Hi,
One of my utmost features that I wanted to get into elasticsearch is now
on master. ElasticSearch was built from the ground up to work well in cloud
environments (and of course, outside the cloud as well), and now this vision
is fully realized.
The first support is allowing to use the cloud as a gateway storage. This
means that Amazon S3, Rackspace CloudFiles, or Azure Blob can be used to
store both the cluster meta data and each index information (index files and
transaction logs). This support really make sense and, at the end saves you
money ;). The saving money part comes from the fact that the index is stored
locally (no need for EBS) and automatically mirrored to S3 / CloudFiles.
The second support, and one of the reasons for the new Zen discovery
module (which is the default in master and future elasticsearch releases),
is the ability to use the cloud information for auto discovery of nodes. In
most cloud environments, multicast is disabled. This means that a gossip
routed needs to be defined with an elastic ip, and just for HA, more nodes
need to be defined. With the elasticsearch cloud discovery, all nodes are
created equal, no need for elastic IPs, or special nodes!.
Here is a simple configuration for Amazon (works on RackSpace as well...)

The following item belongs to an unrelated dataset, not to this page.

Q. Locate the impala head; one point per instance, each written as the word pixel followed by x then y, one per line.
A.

that stores the data on S3 and uses EC2 to discovery nodes:
cloud:
account:
key:
type: aws
discovery:
type: cloud
gateway:
type: cloud
cloud:
container: YourContainerNameHere
Just replace "aws with "rackspace" to work with rackspace (cross cloud
support is done using the excellent jclouds APIs).
Feature Issues Are:
http://github.com/elasticsearch/elasticsearch/issues/closed#issue/163
http://github.com/elasticsearch/elasticsearch/issues/closed#issue/164
Enjoy!
shay.banon